3)類似品で外販するものがあるときに、その価格。4)内部
振替品が独特(proprietary)に時に、外販している類似品価
格を利用する。
産業レベルでの生産能力の超過と不足
いずれの場合でも、アピールすることが、重要で
あり。競争価格で製品を受け入れる原則が守ら
れないといけない。
もたれ合いの問題が発生する可能性がある。
そのために、外部からの購入機会を買い手に残
すべきである。
コスト基準による振替価格
競争的価格が利用されないと、振替価格は、コス
トプラス利益に基づくべき。その場合に2つの意
思決定が必要
1)コストをどう定義するか。:標準原価が原則
2)利益マークアップをどう計算するか。:
なにが、利益マークアップの基礎か。利益の認
めうるレベルは、コスト比率が使われる。
あるいは、投資の規模による。
上流の固定費と利益
外部販売利益センターは、しばしば、上流での投資コ
ストや全体から見て必要な他部門の利益に関心を
払わない可能性がある。
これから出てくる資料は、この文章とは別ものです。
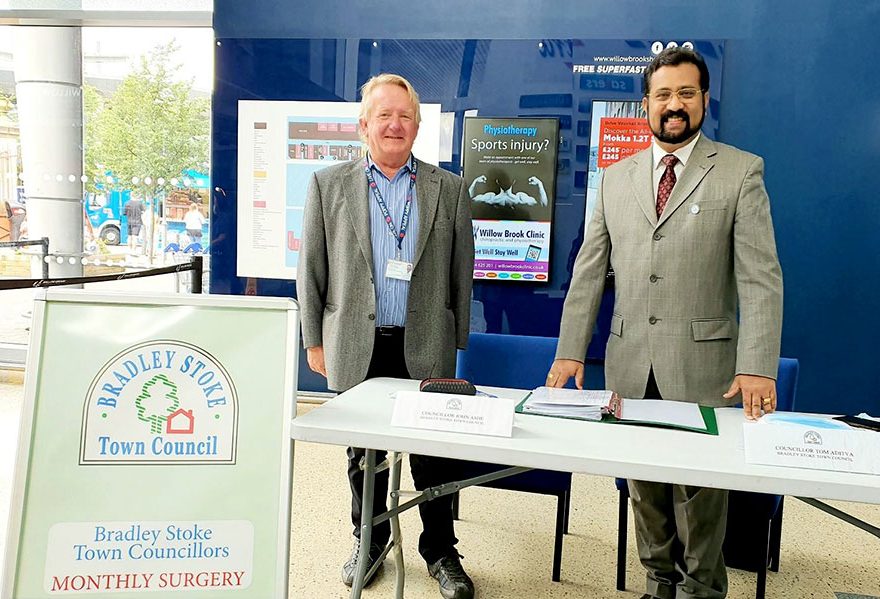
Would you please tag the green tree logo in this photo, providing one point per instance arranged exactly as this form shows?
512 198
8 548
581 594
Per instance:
158 398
その解決。
1)事業単位間での合意
2)2段階価格の利用
3)利益シャアリング方式
4)二重価格方式
3 企業本部サービスの価格決定 211頁
振替するもの
1)セントラルサービスである。
2)利用についての拒否権が需要者側にある。
サービスの総額の管理方法(3つの考え方がある)
1)サービスの標準変動費をチャージする。
事例では、ボイセカスケード会社のデータ処理サービスの過小価格
の配賦が報告されている。
2)サービスに標準変動費プラス標準固定費の相当な
部分を加える。
3)サービスの市場価格で購入する、もしくは、標準全
部原価プラスマージン。
サービスのオプション的利用
選択的に利用されるようなサービスについては、独
立採算できるようにしておくことが重要である。量と
効率性(価格、品質)のいずれについても、利用者
側に選択を委ねる。
価格メカニズムの単純さ
ユーザーの理解できないサービス価格決定方法の
利用は、有益でない結果をもたらす。
4 振替価格の管理(保全)
1)交渉価格:
価格は供給・販売に決めさせる理由は、それが、BUのマネジャーの主要
な機能だから。
ローカルな情報を一番もっている人が決めるのが最善である。
2)裁定と衝突回避(解決):コンフリクト解決には、4つの方法がある。強制、
平準化、交渉、問題解決。前のものから、後程、解決プロセスが長く、困
難である。しかし、問題が提起されないで潜在化する方がはるかに深刻
である。
3)製品分類:2つに分かれる。大量でかつ外部調達の困難な製品振替。少
量で市価が利用できる比較一般化された製品。前者については、本部が、
調達先などについて権限を保持している。
後者については、事業部間でルールを決定できる。
要約
1 被委譲者は、最適な利益に関する決定を行
なうだけの情報をもっていること。
2 被委譲者の業績は、かれが、収益と費用の
トレードオフをどううまくやったかを測定する。